There is one exception though, and that is a family friend that has known me my whole life. I considered that different because she was a family friend before she was a coworker. Today, though, she was asking me a question about the wedding when we were working with another of my work friends, a girl I really do like a lot and talk to almost every day. She was asking how many people were at the wedding and I told her, truthfully, that it was going to be mainly family with just a very few number of friends.
Now I’m wondering if I should invite the other co worker? We have never socialized out side of work, but I do work very closely with her and I don’t want her to be offend if my family friend (who she is very close to as this person is her mentor) is invited and she isn’t.
I feel like I am probably way over thinking this, but still wanted some input! Thanks!
Post # 2
I don’t think she will take it to heart. Weddings are expensive! Does this co-worker know the other co-worker is a close family friend? If you don’t hangout with her outside of work, and having just family and closest friends, I wouldn’t invite her. It’s not that you don’t like her, but if you invite her, you’ll most likely have a +1 for her, and if other coworkers hear shes invited, they might feel left out. But this is just my opinion. Hope this helps and good luck with your decision!
Post # 3
That’s what I was thinking- if I start inviting other coworkers, then I start thinking, “Oh, but if I invite Susie I have to invite Sally. And if Sally and Susie come, Jane will wonder why I didn’t invite her.” It makes it hard to know where to stop.
And thank you!
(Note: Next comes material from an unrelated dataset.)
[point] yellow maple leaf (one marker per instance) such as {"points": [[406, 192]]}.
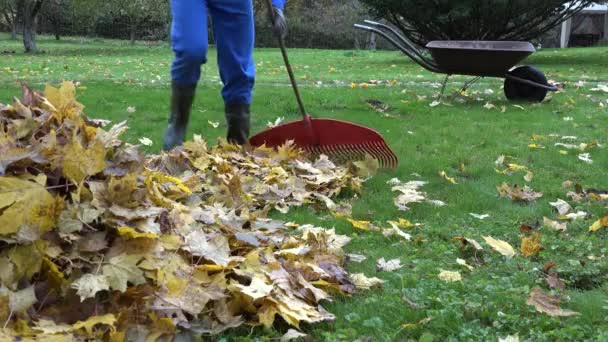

Your advise does help 🙂
Post # 4
There is no need to invite that other co-worker.
And you should have a word in private to the family friend. Explain that you are not inviting anyone else from work, and ask her not to talk about wedding details in front of other workers. She put you in a really awkward position, and needs to know not to do it again.
Post # 5
As the first person is a family friend, I would not think that anyone else would be offended at not being invited. You had a relationship with them prior to becoming coworkers and have a relationship with them outside of work.
Post # 6
I think it’s fine not to invite the other co-worker. You have a history with your family friend who now happens to be a co-worker, so it’s totally different. I don’t think your other co-worker would be offended, espeically if she knew that you were family friends that go way back. Maybe just don’t discuss it at the office anymore and tell your friend you’d like to keep it private. I agree with what the other bees said.
Post # 7
I wouldn’t invite the coworker, but I would ask the family friend not to bring your wedding up at work in order to avoid potentially awkward situations like this.
Post # 8
my rule of thumb was to only invite coworkers that I socialized with outside of work. I also asked them not to mention it at work so people who weren’t invited wouldn’t get offended. I don’t think you should invite someone out of guilt.
Post # 9
I’m trying to figure this out too. I have two close friends at work who will be invited, as I do socialize with them outside of work from time to time. I have a handful of other colleagues who I am very friendly with at work but inviting them would wreck havoc on my guest list so I’m not planning on doing it for now. But it’s still in the back of my head.
My other question is my administrative assistant, who has been with me for years. She is very cash poor and I don’t want her to feel obligated to come or to get me a gift (both of which she will because im her boss). But I don’t want her to feel slighted either. I don’t socialize with her outside of with though so maybe she shouldn’t be on the list? I’m confused.
In the meantime, there is no not discussing the wedding at work. I’m asked about it constantly.